11日、祝日のためアルバイトは休みだった。昼過ぎ、浅草へ。懇ろな関係にある人と蕎麦を食べた。そのまま浅草周辺をうろついて、錦糸町へ。錦糸町は目抜き通りをまたぐ高架にプラットフォームが走っていてとてもかっこいい。

投宿して、『グリーンブック』を見た。思うところはあるが基本的にはよくできた映画だと思う。1962年のアメリカ、大変理知的で教養のある黒人のピアニストが、黒人差別の根強い南部で演奏旅行するにあたり、粗野で暴力的なイタリア系白人をボディー・ガード兼運転手として雇うというロードムービー。人物の造形が短文で説明できそうなのがアメリカ映画っぽいなと思う。

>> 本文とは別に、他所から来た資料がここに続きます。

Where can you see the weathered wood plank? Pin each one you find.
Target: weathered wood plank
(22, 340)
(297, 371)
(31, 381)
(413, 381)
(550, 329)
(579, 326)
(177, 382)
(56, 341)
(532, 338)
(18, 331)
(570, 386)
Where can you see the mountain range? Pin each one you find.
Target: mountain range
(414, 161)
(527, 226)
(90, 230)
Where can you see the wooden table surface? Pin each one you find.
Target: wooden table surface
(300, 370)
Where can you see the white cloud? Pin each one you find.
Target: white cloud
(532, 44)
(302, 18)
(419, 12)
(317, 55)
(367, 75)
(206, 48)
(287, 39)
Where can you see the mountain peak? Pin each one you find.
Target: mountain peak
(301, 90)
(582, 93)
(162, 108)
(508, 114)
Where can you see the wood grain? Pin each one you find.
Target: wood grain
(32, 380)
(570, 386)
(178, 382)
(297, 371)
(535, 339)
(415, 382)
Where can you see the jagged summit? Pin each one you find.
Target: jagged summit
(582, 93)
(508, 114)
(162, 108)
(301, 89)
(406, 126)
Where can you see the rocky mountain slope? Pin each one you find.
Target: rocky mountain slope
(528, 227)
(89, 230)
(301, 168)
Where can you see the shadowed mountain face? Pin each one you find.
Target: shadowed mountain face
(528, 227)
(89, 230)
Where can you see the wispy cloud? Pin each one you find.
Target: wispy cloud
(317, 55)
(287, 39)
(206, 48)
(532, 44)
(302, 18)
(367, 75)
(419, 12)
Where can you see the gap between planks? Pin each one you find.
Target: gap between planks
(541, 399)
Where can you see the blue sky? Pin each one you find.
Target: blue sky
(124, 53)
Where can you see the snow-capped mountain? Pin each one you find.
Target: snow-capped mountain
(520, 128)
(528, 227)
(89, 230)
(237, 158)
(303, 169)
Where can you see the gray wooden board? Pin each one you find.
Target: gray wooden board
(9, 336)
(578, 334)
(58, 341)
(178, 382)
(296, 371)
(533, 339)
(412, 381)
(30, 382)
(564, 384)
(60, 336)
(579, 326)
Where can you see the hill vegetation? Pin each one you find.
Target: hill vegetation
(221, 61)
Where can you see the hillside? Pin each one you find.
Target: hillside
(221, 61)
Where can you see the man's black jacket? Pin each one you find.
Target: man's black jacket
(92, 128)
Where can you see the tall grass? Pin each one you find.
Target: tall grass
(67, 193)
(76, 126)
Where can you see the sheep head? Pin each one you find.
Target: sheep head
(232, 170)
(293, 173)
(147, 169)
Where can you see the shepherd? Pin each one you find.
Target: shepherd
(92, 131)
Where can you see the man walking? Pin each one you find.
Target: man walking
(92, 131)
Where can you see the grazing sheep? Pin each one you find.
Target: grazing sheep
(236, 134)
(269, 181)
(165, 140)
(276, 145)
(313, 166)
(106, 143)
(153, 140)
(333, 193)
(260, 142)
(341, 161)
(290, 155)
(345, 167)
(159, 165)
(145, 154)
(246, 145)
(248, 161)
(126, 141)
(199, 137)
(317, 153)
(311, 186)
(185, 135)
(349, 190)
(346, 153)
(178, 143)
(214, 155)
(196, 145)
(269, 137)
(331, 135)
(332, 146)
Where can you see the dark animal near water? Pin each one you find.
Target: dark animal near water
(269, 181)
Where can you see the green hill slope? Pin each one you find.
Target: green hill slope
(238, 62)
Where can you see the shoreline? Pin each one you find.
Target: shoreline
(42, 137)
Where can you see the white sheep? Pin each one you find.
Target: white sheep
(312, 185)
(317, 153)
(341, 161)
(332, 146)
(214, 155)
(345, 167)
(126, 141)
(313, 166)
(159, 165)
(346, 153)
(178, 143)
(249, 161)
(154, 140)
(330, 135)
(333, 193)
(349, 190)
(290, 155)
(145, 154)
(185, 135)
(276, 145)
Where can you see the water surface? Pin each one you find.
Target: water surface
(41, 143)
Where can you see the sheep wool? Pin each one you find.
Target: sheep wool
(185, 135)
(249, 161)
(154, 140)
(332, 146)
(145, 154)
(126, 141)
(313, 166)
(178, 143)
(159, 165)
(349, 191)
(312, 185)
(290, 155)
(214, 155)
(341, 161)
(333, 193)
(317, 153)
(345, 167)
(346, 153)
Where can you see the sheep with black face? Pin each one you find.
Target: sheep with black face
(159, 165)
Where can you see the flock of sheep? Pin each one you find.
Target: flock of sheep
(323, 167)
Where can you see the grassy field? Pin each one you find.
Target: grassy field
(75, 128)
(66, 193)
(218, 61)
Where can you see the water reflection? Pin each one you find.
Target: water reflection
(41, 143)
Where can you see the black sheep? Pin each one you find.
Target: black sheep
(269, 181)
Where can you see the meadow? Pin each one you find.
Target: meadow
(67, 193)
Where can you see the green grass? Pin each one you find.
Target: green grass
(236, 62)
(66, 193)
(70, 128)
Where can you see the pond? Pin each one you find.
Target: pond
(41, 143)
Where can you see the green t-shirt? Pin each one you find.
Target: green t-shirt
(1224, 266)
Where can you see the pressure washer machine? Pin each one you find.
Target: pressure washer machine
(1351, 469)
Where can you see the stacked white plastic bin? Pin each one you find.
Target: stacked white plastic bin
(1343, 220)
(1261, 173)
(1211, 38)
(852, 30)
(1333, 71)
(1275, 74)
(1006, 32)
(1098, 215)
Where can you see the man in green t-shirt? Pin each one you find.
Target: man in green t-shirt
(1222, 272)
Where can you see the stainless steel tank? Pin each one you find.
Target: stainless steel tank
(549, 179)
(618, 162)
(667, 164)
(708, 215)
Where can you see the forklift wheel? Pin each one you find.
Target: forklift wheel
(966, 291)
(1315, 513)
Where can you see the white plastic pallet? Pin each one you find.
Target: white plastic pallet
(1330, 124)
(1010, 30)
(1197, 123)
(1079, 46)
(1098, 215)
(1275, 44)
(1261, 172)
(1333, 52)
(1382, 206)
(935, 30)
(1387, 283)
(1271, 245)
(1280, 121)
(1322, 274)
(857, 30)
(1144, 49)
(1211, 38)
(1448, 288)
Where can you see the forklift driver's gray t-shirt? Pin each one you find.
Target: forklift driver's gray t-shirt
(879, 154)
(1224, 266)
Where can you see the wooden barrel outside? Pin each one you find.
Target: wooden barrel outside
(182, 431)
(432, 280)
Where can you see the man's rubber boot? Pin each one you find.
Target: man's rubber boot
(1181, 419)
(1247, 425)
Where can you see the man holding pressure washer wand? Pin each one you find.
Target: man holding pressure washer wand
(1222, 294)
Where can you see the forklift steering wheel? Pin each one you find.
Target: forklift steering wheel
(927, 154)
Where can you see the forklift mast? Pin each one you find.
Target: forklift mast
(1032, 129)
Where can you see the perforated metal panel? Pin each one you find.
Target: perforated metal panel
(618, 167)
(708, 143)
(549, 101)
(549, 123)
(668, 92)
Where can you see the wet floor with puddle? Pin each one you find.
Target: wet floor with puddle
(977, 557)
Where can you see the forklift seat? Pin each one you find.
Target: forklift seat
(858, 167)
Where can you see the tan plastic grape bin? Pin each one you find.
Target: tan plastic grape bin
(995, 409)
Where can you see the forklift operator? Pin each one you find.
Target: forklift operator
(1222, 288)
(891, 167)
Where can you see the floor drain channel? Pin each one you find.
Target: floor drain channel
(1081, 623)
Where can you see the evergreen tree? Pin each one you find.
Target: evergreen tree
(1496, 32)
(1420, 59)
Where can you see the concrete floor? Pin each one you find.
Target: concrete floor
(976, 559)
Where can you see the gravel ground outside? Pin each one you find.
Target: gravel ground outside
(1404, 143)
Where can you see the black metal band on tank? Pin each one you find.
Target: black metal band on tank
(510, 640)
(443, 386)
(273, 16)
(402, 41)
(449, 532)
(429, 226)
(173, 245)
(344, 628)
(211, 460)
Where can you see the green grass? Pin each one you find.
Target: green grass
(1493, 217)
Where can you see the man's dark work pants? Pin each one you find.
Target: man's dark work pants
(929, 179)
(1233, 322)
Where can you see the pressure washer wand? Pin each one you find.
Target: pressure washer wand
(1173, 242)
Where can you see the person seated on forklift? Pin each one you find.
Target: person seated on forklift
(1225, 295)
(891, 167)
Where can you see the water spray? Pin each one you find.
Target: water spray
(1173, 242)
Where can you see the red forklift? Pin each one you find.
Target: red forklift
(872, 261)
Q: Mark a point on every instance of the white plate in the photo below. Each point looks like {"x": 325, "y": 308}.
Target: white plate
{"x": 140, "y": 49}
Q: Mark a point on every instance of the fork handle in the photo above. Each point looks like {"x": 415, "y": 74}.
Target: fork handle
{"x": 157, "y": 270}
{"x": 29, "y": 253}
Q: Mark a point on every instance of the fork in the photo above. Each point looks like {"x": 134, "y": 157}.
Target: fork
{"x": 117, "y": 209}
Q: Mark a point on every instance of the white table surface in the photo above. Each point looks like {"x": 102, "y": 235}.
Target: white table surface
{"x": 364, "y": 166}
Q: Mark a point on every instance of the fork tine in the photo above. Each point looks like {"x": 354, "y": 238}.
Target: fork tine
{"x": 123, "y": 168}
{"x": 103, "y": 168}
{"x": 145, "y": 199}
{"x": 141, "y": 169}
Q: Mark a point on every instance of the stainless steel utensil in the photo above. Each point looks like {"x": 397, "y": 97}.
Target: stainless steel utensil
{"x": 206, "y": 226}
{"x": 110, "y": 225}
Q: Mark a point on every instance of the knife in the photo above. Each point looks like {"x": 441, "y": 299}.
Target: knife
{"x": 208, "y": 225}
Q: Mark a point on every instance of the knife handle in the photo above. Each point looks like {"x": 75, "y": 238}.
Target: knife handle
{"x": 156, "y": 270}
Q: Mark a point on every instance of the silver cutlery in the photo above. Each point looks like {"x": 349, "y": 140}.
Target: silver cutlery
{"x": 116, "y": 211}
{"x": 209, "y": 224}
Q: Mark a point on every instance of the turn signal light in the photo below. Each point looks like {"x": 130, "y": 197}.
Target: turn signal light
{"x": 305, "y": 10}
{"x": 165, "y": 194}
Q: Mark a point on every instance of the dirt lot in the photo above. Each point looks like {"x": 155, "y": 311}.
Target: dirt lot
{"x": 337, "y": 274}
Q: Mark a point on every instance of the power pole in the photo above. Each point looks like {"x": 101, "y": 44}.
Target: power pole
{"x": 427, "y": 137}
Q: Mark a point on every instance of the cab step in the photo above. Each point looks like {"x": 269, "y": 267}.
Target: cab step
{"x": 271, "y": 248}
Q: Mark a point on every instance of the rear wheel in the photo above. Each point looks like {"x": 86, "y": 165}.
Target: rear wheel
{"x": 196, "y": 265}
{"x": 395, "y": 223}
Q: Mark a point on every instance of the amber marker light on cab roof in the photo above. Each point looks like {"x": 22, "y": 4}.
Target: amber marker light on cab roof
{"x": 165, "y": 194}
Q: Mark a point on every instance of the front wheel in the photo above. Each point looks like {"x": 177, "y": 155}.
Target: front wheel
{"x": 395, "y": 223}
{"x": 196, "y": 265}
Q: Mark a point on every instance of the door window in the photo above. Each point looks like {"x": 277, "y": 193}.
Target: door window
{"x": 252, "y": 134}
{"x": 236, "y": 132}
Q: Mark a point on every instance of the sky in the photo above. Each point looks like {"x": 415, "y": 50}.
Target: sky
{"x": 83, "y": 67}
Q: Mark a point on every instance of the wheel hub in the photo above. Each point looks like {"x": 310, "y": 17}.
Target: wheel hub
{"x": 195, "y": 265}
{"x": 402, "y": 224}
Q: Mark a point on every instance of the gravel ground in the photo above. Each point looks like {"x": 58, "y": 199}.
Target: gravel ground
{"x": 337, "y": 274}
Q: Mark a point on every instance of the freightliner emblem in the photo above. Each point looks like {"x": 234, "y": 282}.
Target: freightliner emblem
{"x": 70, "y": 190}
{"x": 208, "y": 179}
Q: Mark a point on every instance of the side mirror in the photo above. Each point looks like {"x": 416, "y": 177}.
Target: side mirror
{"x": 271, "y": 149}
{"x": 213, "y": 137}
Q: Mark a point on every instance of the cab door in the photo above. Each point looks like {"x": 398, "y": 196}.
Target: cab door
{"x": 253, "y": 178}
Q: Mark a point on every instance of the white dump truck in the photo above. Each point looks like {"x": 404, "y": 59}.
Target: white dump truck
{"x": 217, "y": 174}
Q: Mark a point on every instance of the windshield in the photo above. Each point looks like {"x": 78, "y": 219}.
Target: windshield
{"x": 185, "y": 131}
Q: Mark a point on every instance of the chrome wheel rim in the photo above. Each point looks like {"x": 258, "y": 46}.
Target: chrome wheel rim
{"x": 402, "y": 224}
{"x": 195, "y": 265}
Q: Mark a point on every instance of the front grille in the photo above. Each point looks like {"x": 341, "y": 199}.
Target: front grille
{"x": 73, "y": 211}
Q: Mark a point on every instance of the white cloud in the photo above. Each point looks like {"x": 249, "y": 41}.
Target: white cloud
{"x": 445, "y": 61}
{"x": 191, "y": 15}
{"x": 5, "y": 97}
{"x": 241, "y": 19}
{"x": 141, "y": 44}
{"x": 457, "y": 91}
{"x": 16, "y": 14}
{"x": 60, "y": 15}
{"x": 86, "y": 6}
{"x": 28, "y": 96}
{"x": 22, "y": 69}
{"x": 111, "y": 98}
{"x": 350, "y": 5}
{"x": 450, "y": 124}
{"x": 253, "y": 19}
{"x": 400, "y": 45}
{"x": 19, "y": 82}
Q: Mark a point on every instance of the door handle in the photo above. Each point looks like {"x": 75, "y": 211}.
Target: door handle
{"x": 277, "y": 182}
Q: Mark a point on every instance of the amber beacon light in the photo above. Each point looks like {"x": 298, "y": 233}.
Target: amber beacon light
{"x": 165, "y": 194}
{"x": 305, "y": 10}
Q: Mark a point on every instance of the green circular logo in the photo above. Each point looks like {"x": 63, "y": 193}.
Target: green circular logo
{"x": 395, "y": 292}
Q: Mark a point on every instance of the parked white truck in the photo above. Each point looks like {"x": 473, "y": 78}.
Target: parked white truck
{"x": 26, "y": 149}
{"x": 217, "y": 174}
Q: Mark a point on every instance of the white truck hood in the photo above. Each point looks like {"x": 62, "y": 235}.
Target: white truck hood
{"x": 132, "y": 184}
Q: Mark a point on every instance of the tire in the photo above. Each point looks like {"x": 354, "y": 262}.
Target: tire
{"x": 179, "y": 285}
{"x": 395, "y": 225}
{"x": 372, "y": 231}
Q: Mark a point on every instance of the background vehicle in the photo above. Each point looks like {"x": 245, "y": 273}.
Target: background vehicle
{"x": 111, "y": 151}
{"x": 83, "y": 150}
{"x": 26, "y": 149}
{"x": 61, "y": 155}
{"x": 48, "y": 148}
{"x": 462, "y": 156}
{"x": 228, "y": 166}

翌朝は東京都現代美術館へ。同館ではいま三つの展覧会を開催している。久保田成子、クリスチャン・マークレー、そしてユージーン・スタジオ。いずれも会期の最終盤。このうち後二つを見た。

ユージーン・スタジオはTwitterの「現代美術界隈」ではわりと大不評である。記憶するところでは、展覧会が始まった直後はかなりウケが良かったはずだが、そのときとは客層が違うのだろうか。いまでも反応は二極化している。

展示は、「すごく丁寧で、だから何?」という感じだった。作品も展示空間もどれも大変丁寧につくられていると思う。面白い着想もあったし、技術的にもすごいと思わされるものもあったけれど、だから何なのだろう……という感じ。展示空間は狭くないし、作品の質量も大きいのに、なぜか何事かを見たという感じがしない。金と技術の空虚な達成という感じがする。私は現代アートについてほとんど何も知らないが……1。クリスチャン・マークレーはよかったのだけどそれについて云う言葉を持たない。いつでも批判する方が簡単ですね。森美術館のChim↑Pom楽しみだなー。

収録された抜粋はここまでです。